There's something about Boards of Canada that makes writing come more naturally than it already does for me. I love it. The only downside is how depressed I get when I start writing. Before it used to be the only thing that could help me get through the darkness, but now it seems as if it just makes it worse. Facebook doesn't help much either. I see all of my 'friends' being successful and meeting new people. That's probably something I'll never be good at. I try but it doesn't seem to work out. Every application I send in doesn't get a call-back. I'm beginning to think online applications are a lie the managers all came up with so they didn't have to acknowledge that you need a job. I was told that job opportunities would fall at my feet when everyone went to college. Apparently, no one is hiring.
One day, I want to have meaningless conversations with people browsing through rows of literature or ordering complex coffees. I'd even settle for stocking during the wee hours of the morning. More than anything I want to pay for my education. If I didn't need it to be successful in life, I'd move on, but like my brother said, "You need a PhD to be successful in life." The sad thing is: it's true.
I'm pretty tempted to press "Ctrl+A - Delete" at this point. That's how completely worthless I feel. When you think things couldn't get any worse, they find a way to bend you over a counter and fuck you in the ass until you can't sit down without crying.

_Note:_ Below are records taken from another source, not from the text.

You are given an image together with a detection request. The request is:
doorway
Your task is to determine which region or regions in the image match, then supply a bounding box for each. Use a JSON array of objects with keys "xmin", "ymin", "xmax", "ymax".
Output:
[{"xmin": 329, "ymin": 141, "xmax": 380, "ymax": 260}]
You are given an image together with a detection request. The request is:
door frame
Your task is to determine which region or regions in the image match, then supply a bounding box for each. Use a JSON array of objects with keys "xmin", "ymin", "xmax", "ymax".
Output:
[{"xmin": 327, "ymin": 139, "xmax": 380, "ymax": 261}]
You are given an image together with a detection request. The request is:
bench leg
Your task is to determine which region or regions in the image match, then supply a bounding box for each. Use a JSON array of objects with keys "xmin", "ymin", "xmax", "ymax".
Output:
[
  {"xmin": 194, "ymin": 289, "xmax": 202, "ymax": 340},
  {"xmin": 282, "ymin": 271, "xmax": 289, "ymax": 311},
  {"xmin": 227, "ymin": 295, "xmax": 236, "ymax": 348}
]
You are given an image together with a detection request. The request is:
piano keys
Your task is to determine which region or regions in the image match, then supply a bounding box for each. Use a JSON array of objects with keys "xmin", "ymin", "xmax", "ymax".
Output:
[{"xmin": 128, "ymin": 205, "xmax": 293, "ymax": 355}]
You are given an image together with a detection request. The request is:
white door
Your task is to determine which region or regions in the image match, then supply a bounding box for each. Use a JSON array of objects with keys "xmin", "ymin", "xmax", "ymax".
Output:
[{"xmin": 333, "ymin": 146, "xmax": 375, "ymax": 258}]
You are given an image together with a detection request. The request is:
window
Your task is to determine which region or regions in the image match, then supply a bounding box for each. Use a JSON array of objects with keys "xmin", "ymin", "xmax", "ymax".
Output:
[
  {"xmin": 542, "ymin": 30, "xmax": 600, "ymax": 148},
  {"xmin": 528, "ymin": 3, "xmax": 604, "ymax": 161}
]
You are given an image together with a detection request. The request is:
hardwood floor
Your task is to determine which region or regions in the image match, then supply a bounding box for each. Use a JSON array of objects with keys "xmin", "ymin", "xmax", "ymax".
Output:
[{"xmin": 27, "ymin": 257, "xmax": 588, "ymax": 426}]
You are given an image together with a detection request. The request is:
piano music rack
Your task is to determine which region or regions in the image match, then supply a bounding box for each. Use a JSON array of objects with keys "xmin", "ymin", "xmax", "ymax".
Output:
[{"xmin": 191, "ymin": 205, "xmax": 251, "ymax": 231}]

Fuck people. Fuck death. Fuck emotion. Fuck everything. There is no such thing as love, or destiny, or luck. The is no predestination of our lives. It's composed of random happenings throughout life that add up to shit. Honestly, I'm pretty tired of these random events going the way they are. If only there was someone or something or some way to control them--but that would be entirely too easy. Everything is inconsistent and irrelevant.
Enough of the whining, it's time to change my life, one photograph at a time. Thus begins my adventure.